Tuesday, September 27, 2005

Welcome to my burned up work world. Yes, it's the land of ugliness but filled with rebirth (and ash grey undies). Pant legs become filled with oils from the sticky and pungent bear clover, stickers from an ever-present plant that has seeds that cling to almost everything and the ash/dust combination that penetrates and sticks to our perspiration-coated legs. In some areas, trees were literally incinerated, leaving needleless snags and sterilized soils. In other areas, the fire benefitted the forest, killing off smaller trees that really didn't belong there in the first place, due to decades of fire suppression.

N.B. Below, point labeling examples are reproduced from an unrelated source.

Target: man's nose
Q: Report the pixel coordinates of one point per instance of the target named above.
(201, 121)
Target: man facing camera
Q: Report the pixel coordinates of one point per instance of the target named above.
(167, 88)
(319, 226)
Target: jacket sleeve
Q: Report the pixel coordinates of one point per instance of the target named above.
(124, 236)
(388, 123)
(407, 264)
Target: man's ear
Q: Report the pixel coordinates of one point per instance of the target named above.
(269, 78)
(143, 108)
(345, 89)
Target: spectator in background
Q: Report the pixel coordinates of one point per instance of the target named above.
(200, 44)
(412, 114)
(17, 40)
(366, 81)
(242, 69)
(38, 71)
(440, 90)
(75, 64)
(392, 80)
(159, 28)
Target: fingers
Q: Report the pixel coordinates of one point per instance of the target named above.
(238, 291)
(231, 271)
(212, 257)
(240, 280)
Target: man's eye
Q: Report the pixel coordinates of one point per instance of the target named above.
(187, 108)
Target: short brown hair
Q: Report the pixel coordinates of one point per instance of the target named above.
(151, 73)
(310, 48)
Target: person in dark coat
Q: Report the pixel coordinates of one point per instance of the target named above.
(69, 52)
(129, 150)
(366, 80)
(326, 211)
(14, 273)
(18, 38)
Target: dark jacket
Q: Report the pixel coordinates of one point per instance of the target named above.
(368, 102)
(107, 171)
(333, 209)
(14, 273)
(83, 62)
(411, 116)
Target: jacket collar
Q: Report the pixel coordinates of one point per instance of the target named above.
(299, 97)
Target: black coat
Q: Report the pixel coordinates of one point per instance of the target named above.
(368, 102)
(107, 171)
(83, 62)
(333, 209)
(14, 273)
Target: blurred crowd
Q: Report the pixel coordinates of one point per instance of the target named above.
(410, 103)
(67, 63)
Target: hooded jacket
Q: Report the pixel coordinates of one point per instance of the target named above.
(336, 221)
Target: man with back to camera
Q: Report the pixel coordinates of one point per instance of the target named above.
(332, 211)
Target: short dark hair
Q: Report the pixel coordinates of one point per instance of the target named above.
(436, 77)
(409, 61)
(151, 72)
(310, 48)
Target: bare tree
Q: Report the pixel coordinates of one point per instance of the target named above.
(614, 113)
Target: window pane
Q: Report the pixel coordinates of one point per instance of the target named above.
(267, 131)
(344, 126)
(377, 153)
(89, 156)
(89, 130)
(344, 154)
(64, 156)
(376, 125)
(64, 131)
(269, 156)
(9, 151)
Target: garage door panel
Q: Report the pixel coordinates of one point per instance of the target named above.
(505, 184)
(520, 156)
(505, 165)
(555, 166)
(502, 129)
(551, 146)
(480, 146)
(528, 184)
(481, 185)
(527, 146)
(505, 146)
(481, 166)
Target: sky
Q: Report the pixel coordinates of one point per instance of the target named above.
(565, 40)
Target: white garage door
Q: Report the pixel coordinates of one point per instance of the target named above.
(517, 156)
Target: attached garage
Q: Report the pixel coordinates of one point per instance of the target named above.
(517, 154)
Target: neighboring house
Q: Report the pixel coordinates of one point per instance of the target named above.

Many streams have renewed flows, because the overstocked stands of trees that depleted ground water now have much fewer to zero trees taking up water.
It IS important that we reduce large amounts of these dead trees, to prevent the inevitable future fires from sterilizing soils, causing significant erosion and allowing brush species to dominate for decades. Careful planning is only allowing about 50% of this medium-sized to be salvage logged. Snag patches are set aside for wildlife, such as black-backed woodpeckers and flickers to thrive on. Long-neglected roads are being fixed so that they don't erode and supply sediment to already impacted streams and rivers. Many good things are being done with the dollars generated from the timber off this project.
It certainly is a challenge for me to balance the issues and impacts and I am doing my best to serve the American public. I definitely try and distance myself from the timber industry's wants and demands. It's a fine line between "restoration" and "opportunism".